BL: For all the things that I like about him, I think that Romm has a tendency to believe that it’s the short-term thing that really matters. And I tend to disagree with him on that. I tend to say that what really matters is that we get the innovation going. I think what Romm was probably predicting—and he’d probably be right about this—was that had Obama gone for climate legislation, we would have gotten a very Christmas tree, pork-laden cap and trade bill that would have done very little to offset global warming. It would have almost made us say, "Oh, okay, well we fixed that." It would have been a little bit how like Europe felt after we did the Kyoto Protocol. And the problem is that approach just wastes another 10 years. Going down the wrong path is not going to make this work out. We need to find smarter solutions.
TakePart: Can you rate President Obama’s environmental performance 30 months into his Presidency?
BL: I’m not American. I’m just not good enough to make that call.

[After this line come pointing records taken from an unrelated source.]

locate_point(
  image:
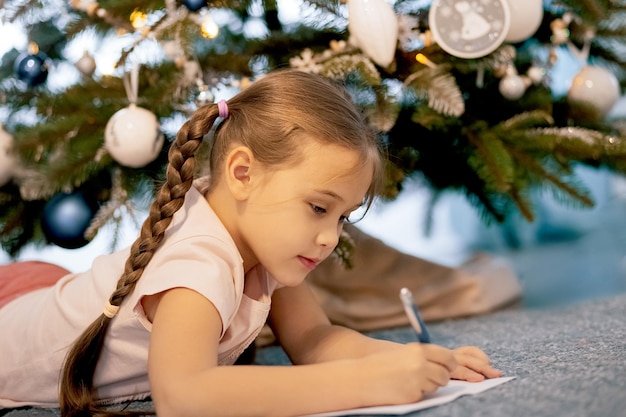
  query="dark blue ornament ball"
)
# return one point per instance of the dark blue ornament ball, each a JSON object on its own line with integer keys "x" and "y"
{"x": 32, "y": 68}
{"x": 194, "y": 5}
{"x": 65, "y": 219}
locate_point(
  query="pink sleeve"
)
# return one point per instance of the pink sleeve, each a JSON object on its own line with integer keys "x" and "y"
{"x": 202, "y": 264}
{"x": 19, "y": 278}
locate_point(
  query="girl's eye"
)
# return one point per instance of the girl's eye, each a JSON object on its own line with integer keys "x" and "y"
{"x": 318, "y": 209}
{"x": 344, "y": 219}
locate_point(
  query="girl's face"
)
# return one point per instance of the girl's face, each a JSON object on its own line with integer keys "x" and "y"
{"x": 293, "y": 218}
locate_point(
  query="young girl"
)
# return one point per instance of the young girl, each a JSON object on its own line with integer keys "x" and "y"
{"x": 289, "y": 160}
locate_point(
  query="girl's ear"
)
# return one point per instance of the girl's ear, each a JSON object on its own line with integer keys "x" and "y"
{"x": 238, "y": 166}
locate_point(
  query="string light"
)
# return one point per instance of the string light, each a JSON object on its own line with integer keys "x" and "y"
{"x": 208, "y": 27}
{"x": 138, "y": 19}
{"x": 422, "y": 59}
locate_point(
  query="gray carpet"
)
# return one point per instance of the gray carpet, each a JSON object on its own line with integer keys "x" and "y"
{"x": 569, "y": 361}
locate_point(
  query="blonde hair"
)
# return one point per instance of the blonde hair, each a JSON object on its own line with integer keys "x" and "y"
{"x": 271, "y": 117}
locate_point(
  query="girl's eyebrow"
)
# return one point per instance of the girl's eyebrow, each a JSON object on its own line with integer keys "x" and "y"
{"x": 336, "y": 196}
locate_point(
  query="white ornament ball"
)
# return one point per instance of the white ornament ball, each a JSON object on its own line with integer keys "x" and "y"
{"x": 133, "y": 136}
{"x": 373, "y": 27}
{"x": 86, "y": 64}
{"x": 595, "y": 86}
{"x": 7, "y": 159}
{"x": 512, "y": 86}
{"x": 526, "y": 17}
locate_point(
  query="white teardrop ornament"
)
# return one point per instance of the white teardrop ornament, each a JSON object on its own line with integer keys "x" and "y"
{"x": 373, "y": 27}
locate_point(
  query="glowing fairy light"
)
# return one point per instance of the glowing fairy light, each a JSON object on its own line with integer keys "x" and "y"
{"x": 138, "y": 19}
{"x": 208, "y": 27}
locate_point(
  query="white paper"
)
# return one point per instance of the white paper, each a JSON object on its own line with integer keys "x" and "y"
{"x": 450, "y": 392}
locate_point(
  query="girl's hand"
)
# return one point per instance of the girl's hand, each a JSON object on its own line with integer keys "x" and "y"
{"x": 404, "y": 374}
{"x": 472, "y": 365}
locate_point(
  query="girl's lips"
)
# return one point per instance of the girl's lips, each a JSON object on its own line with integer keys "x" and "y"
{"x": 308, "y": 262}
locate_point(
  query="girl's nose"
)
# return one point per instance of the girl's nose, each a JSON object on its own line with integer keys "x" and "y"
{"x": 329, "y": 236}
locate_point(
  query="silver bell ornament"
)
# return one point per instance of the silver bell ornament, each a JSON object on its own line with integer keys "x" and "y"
{"x": 133, "y": 136}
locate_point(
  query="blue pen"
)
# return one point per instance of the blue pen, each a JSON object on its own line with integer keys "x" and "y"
{"x": 410, "y": 308}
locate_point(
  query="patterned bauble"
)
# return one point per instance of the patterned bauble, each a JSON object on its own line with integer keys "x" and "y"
{"x": 7, "y": 159}
{"x": 373, "y": 28}
{"x": 194, "y": 5}
{"x": 32, "y": 68}
{"x": 594, "y": 87}
{"x": 65, "y": 219}
{"x": 133, "y": 136}
{"x": 469, "y": 29}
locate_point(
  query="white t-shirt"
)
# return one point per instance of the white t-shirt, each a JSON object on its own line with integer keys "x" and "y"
{"x": 197, "y": 252}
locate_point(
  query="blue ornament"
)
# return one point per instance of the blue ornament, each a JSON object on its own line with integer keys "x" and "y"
{"x": 194, "y": 5}
{"x": 66, "y": 217}
{"x": 32, "y": 68}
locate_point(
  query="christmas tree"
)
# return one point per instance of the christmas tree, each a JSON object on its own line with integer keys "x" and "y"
{"x": 464, "y": 94}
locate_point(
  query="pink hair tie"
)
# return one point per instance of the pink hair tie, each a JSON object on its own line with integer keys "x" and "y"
{"x": 223, "y": 109}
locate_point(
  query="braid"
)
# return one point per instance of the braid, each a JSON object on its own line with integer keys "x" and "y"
{"x": 76, "y": 395}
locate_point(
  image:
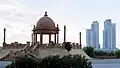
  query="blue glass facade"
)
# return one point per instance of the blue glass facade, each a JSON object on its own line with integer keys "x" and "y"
{"x": 92, "y": 35}
{"x": 109, "y": 35}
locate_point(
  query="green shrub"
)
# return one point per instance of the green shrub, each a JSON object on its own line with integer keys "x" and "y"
{"x": 70, "y": 61}
{"x": 68, "y": 46}
{"x": 104, "y": 53}
{"x": 117, "y": 53}
{"x": 89, "y": 50}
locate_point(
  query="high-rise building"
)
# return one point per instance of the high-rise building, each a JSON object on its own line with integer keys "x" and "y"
{"x": 92, "y": 35}
{"x": 113, "y": 36}
{"x": 109, "y": 35}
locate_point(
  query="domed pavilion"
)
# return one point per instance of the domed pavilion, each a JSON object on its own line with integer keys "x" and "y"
{"x": 45, "y": 25}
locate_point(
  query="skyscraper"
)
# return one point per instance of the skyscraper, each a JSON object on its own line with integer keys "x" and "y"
{"x": 88, "y": 37}
{"x": 109, "y": 35}
{"x": 92, "y": 35}
{"x": 113, "y": 36}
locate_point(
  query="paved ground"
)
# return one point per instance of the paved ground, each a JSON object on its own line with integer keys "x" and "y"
{"x": 106, "y": 63}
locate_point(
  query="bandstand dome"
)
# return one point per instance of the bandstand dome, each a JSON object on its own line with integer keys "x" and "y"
{"x": 45, "y": 23}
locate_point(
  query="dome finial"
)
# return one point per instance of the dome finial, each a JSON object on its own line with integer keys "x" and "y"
{"x": 45, "y": 13}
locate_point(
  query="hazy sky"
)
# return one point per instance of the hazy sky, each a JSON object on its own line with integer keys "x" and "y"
{"x": 19, "y": 16}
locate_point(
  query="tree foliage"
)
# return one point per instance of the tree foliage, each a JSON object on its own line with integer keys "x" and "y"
{"x": 70, "y": 61}
{"x": 68, "y": 46}
{"x": 89, "y": 50}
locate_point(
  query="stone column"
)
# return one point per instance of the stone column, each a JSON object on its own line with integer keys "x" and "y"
{"x": 35, "y": 38}
{"x": 32, "y": 40}
{"x": 49, "y": 38}
{"x": 55, "y": 38}
{"x": 64, "y": 33}
{"x": 80, "y": 41}
{"x": 41, "y": 38}
{"x": 4, "y": 42}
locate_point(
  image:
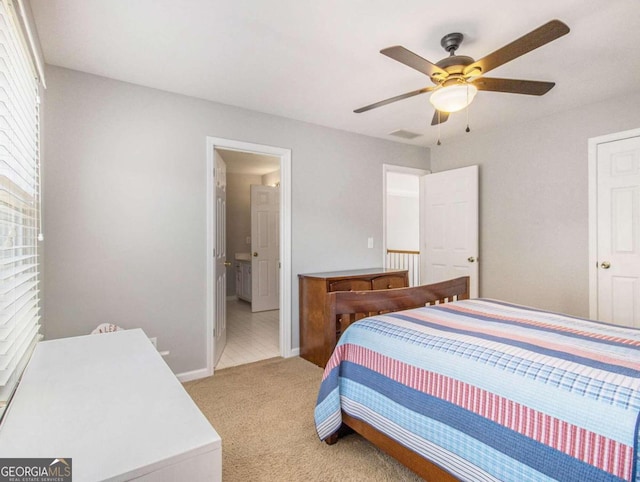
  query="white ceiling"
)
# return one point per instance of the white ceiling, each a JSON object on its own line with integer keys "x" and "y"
{"x": 317, "y": 60}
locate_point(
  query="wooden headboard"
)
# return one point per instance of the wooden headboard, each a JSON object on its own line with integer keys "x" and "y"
{"x": 344, "y": 307}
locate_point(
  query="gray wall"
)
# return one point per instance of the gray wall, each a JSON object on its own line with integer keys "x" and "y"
{"x": 124, "y": 190}
{"x": 534, "y": 202}
{"x": 238, "y": 220}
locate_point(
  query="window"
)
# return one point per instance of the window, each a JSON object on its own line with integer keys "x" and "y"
{"x": 19, "y": 201}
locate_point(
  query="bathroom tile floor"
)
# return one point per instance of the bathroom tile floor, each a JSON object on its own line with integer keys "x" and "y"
{"x": 250, "y": 336}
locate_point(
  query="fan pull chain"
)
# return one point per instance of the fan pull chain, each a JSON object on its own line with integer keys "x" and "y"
{"x": 467, "y": 129}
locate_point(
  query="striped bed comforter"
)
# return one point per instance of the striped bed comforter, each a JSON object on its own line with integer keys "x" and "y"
{"x": 493, "y": 391}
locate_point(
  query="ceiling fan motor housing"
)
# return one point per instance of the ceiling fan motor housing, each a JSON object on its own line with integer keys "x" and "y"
{"x": 451, "y": 42}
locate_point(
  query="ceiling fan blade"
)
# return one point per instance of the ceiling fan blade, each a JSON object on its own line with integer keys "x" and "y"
{"x": 414, "y": 61}
{"x": 393, "y": 99}
{"x": 531, "y": 41}
{"x": 513, "y": 86}
{"x": 439, "y": 119}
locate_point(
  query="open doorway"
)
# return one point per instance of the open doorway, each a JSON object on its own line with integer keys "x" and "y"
{"x": 237, "y": 166}
{"x": 252, "y": 244}
{"x": 402, "y": 219}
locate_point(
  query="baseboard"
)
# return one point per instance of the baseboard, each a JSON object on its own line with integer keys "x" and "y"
{"x": 294, "y": 352}
{"x": 193, "y": 375}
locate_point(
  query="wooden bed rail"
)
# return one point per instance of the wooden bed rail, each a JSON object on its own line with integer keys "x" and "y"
{"x": 344, "y": 307}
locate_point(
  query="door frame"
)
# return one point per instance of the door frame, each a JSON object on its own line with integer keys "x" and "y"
{"x": 386, "y": 168}
{"x": 285, "y": 238}
{"x": 593, "y": 211}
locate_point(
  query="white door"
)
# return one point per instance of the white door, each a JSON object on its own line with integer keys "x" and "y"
{"x": 449, "y": 241}
{"x": 618, "y": 231}
{"x": 220, "y": 259}
{"x": 265, "y": 247}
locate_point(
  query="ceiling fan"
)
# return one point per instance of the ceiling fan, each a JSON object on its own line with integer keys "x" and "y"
{"x": 458, "y": 78}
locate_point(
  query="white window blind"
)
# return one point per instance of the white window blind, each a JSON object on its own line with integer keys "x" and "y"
{"x": 19, "y": 203}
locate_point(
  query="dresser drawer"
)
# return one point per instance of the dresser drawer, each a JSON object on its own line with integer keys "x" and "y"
{"x": 350, "y": 285}
{"x": 388, "y": 281}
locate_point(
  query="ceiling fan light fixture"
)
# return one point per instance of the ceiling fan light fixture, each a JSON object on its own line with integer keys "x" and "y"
{"x": 454, "y": 97}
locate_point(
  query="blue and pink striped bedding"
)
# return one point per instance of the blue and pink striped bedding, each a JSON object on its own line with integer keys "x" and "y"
{"x": 493, "y": 391}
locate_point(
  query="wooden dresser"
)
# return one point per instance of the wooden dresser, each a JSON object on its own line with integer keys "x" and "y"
{"x": 316, "y": 343}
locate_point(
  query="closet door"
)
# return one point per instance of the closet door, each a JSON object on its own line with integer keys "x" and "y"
{"x": 618, "y": 231}
{"x": 449, "y": 242}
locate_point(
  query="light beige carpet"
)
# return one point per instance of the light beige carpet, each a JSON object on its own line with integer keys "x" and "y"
{"x": 264, "y": 414}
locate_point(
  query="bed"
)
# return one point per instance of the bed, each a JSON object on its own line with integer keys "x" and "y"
{"x": 482, "y": 390}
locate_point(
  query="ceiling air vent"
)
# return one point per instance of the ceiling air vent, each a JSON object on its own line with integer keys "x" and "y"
{"x": 404, "y": 134}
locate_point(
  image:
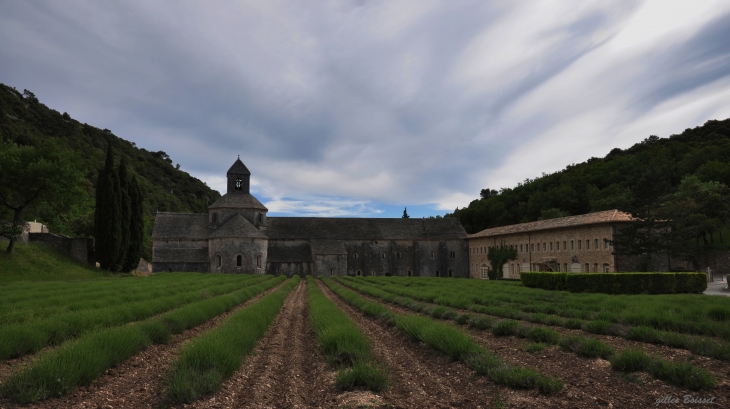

TakePart: In 2009, at an economics conference in California, you asked former U.S. Vice President Al Gore if he would debate you on the merits of spending more money on health and education than on curbing carbon emissions. He respectfully declined your request. If given the opportunity to debate him on the topic, what would be the first question you would ask?
BL: I don’t think it is so much about asking Al Gore. It is more about engaging the American public, and everywhere, to be honest on what are the smart ways to spend money. One of the points that I’ve tried to emphasize is that we have better ways to spend money in the climate area. Not focusing on carbon cuts, which tend to be very expensive, but rather on innovation which is going to solve the problem much more because we are going to make green energy available.
TakePart: What’s one thing a person can do for $5.00 or in less than five minutes to stop global warming?
BL: The honest answer is nothing. That’s a terrible answer, but it's true. I would love to be able to say that there is something that you can do that’s very, very simple. The real answer is that it has to be about stopping our politicians from making empty promises. That’s what we’ve been doing for the past 20 years, and it’s led us nowhere. We’ve got to start to ask them to invest in research and development.